As experts and Ministers of Agriculture meet this week for the annual Global Forum for Food and Agriculture hosted by the German government, the report also notes that current policies only return 35 cents to farmers for every US dollar of public support. According to modeling conducted by the authors, redirecting about $70 billion a year, equivalent to 1% of global agricultural output, would improve economic efficiency and result in net gains to the global economy of about $2.4 trillion in 2040.

“Agricultural policies and public support programs are ripe for change. Policymakers are well-placed to scrutinize and rethink current policies and programs to better benefit farmers, increase food security, build resilience in the face of climate change, and reduce greenhouse gas emissions,” said Martien van Nieuwkoop, Director of the Agriculture and Food Global Practice at the World Bank.

Under a “business-as-usual” scenario, the report estimates that greenhouse gas emissions from agricultural production will double by 2040, with 56 million hectares of new land being used for agriculture between 2020 and 2040. However, there are important trade-offs for policymakers to consider as they seek to reform agricultural support policies to achieve better outcomes.

For example, the report finds that simply eliminating support would lower farm output and increase poverty while generating only modest climate gains. Making support conditional on more environmentally friendly but lower-yielding production methods can generate climate benefits, but would increase food prices and poverty, while expanding agricultural land use.

The most effective repurposing, therefore, requires policy incentives and public investment in technologies that both reduce emissions and enhance productivity to meet growing demand for food and ensure food security. These technologies include feed supplements that reduce livestock emissions while increasing productivity, and rice production systems that use less water and produce less methane, without compromising farmers’ incomes and yields.

International collaboration will be vital. “Everyone must come together to reset current policies if we are to address the threats of climate change and unsustainable food systems.

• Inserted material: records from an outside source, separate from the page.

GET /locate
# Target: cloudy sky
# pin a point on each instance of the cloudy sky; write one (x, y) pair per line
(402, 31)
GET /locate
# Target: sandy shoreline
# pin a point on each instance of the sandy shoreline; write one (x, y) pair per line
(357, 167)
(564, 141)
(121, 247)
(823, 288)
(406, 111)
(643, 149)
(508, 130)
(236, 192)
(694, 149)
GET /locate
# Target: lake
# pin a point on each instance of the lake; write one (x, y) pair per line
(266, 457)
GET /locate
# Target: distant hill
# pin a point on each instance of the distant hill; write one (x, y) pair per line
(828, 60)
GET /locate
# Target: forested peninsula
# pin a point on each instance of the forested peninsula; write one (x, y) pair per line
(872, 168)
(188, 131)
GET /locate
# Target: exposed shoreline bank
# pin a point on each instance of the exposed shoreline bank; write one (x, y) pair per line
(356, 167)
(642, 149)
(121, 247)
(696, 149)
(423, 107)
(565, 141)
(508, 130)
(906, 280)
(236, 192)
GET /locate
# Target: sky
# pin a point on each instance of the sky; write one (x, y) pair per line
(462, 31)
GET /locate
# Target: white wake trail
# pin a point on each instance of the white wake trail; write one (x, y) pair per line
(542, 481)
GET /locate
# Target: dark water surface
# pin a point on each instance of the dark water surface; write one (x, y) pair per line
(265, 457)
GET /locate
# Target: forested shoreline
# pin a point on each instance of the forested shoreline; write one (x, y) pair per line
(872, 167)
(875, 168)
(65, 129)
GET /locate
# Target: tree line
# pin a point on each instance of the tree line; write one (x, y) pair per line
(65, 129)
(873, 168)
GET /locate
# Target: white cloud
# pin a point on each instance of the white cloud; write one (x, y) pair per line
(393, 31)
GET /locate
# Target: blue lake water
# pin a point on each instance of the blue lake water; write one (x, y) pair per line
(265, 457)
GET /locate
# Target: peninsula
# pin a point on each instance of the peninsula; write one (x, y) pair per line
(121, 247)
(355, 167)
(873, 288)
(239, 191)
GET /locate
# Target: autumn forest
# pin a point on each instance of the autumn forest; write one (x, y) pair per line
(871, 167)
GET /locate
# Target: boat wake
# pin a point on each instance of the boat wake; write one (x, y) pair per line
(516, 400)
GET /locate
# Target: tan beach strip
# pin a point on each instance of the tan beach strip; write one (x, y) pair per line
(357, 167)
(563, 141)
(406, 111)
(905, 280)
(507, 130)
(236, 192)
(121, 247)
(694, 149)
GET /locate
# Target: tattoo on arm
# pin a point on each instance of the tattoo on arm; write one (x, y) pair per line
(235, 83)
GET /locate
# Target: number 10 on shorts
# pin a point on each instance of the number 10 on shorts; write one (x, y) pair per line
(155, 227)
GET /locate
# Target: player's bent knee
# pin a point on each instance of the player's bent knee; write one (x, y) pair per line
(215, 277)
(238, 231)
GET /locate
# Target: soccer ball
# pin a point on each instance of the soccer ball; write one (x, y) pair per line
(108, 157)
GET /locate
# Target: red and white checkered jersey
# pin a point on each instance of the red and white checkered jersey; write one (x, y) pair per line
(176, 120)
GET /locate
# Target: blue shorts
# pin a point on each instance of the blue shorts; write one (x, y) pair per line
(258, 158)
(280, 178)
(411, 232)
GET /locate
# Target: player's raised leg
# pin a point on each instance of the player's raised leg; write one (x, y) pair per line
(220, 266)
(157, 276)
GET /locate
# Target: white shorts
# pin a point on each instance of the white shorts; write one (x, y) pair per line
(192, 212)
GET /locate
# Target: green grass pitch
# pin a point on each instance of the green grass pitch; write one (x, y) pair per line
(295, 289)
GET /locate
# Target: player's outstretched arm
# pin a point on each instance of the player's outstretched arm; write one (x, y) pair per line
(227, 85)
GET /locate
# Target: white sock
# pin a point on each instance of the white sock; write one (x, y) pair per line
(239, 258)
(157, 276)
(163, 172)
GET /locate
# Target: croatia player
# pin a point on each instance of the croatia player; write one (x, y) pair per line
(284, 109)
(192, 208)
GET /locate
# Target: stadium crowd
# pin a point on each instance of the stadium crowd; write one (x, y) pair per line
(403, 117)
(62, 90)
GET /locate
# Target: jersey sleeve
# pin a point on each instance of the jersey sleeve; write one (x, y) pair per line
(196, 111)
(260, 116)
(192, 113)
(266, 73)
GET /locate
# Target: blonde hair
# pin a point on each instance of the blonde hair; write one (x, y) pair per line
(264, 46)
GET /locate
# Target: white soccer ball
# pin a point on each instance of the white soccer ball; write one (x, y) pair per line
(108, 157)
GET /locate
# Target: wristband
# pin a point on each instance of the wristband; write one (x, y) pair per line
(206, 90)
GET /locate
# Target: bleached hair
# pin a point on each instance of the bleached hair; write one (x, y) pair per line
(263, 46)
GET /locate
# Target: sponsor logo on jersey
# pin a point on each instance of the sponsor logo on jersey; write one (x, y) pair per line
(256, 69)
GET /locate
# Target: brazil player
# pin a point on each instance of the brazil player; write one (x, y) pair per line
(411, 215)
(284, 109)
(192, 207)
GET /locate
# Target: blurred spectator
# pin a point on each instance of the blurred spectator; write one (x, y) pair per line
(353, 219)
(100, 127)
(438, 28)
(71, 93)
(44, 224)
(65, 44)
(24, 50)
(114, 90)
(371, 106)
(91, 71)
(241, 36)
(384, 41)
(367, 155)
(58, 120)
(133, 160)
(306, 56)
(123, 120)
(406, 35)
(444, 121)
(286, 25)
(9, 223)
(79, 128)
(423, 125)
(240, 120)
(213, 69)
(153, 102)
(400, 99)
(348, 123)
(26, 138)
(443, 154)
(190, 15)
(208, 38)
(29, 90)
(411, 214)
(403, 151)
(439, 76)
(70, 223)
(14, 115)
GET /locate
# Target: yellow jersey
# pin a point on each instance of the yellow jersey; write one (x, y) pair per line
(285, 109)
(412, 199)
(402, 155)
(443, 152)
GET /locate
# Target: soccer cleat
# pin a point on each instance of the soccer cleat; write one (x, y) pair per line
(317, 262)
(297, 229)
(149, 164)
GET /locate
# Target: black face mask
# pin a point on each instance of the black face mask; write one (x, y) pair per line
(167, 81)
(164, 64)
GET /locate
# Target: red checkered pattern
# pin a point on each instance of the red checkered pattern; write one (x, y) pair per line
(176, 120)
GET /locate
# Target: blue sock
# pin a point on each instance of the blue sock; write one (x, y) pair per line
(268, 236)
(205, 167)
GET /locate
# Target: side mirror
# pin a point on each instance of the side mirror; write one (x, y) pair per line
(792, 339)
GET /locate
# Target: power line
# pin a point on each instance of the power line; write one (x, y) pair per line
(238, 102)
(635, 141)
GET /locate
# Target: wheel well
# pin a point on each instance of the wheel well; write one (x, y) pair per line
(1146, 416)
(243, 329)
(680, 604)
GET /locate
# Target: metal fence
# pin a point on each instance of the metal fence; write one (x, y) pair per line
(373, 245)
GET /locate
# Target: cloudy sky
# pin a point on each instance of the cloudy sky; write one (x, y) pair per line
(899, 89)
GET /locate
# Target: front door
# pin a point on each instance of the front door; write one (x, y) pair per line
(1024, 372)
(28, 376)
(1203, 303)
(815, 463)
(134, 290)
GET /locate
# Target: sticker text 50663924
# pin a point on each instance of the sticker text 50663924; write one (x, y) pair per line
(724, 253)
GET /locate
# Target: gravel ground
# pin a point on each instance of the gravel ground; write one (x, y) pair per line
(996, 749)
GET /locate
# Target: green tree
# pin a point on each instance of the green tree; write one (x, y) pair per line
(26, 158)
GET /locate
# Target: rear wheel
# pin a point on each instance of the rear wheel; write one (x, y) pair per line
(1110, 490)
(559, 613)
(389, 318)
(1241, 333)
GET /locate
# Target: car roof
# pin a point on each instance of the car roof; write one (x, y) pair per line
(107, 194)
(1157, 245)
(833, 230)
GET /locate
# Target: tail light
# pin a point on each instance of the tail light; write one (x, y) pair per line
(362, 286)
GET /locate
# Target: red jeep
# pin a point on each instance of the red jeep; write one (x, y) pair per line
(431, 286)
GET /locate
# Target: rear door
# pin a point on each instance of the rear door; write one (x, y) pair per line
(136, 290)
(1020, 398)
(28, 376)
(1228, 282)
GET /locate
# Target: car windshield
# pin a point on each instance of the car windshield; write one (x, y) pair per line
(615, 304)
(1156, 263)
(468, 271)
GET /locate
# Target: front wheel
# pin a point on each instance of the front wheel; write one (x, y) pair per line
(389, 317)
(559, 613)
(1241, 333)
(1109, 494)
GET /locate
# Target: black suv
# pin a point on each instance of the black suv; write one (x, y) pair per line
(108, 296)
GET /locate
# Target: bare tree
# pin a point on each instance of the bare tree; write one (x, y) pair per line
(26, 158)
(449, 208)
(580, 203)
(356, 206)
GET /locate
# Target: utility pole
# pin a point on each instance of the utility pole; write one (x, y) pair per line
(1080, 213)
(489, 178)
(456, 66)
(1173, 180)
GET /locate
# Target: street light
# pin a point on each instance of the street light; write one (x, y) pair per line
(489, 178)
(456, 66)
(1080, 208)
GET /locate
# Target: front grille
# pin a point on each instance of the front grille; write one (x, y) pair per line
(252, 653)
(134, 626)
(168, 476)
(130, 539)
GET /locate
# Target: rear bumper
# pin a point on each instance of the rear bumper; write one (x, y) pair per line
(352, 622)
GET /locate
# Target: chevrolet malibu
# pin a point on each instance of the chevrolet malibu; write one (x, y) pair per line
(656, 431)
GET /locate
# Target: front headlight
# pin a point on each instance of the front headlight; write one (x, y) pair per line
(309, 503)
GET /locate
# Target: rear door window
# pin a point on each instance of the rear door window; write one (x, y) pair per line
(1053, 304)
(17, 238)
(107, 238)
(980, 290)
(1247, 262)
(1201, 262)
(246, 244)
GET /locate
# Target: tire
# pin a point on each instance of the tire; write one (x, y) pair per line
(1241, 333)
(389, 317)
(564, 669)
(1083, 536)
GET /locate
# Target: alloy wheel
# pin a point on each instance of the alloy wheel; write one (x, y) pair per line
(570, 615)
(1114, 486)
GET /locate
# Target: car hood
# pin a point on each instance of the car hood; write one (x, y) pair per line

Together we can build better food systems and progress towards shared development goals, if we start reforming our public policies now,” said Johan Swinnen, Director General of IFPRI and Global Director for Systems Transformation, CGIAR.

The World Bank is working with governments to rethink and transform food systems, including redirecting public support to produce better outcomes, foster innovation and enable sustainable growth. Building on policy analysis by IFPRI, the World Bank is helping several countries assess the trade-offs and benefits of different policy options, to identify the best path forward for reform.